I appreciate the path that I took and I appreciate where I am now. Working for smaller organizations has some benefits, but I can tell you that getting into a community mental health center or a large organization like Community is very beneficial because there are ample opportunities to learn and grow. There’s so many super smart people that you can learn from.
I think the other advice is, if one area of social work is not working for you, don’t get out of social work altogether. Trust me, I’ve even had my times where I‘ve had friends recruit me to sales because of the relational skills I learned in my MSW. I’ve thought about it. But, ultimately, my goal of building diverse, recovery-oriented organizations and communities didn’t align with sales, so I stayed with my passion. At the end of the day, try out different areas of social work and find the area of social work that meets your needs and where you feel like you can give the most back to society and to the patients you serve, while maintaining balance with your personal life.

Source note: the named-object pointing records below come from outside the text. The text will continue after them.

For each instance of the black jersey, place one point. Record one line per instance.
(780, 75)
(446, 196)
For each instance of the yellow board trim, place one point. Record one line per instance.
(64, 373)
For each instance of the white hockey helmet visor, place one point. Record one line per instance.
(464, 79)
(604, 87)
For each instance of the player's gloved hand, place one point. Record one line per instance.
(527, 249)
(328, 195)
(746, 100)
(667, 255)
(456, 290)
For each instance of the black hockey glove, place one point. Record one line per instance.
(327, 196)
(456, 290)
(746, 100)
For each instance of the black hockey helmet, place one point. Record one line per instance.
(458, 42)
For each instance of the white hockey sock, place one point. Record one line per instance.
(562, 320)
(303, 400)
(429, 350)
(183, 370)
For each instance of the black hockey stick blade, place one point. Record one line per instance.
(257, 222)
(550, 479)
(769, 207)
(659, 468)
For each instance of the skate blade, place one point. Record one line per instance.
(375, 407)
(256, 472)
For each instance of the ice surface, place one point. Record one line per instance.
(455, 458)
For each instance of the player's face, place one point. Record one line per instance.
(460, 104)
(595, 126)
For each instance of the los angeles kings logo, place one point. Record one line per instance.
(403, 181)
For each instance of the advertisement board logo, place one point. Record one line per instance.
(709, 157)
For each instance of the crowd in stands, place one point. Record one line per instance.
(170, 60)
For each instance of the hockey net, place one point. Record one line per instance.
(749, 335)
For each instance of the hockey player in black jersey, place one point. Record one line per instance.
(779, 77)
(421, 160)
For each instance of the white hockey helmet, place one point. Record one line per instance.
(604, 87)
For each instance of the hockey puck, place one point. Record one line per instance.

I’ve seen some people in social work where they get burnt out on one area and they think, “Well, social work is not for me.” So they go into a completely different field. Sometimes maybe if they’re working in community mental health, maybe they need more of a child welfare type organization or working with people with developmental disabilities. There’s just a large gamut of things that someone can do. Have an open mind and keep learning. The social work degree, well, not just social work, a bachelor’s degree’s half life is four and a half or five years according to research. So if you stop learning and you stop reading, you won’t see growth in your clients or yourself – it doesn’t matter what career you choose.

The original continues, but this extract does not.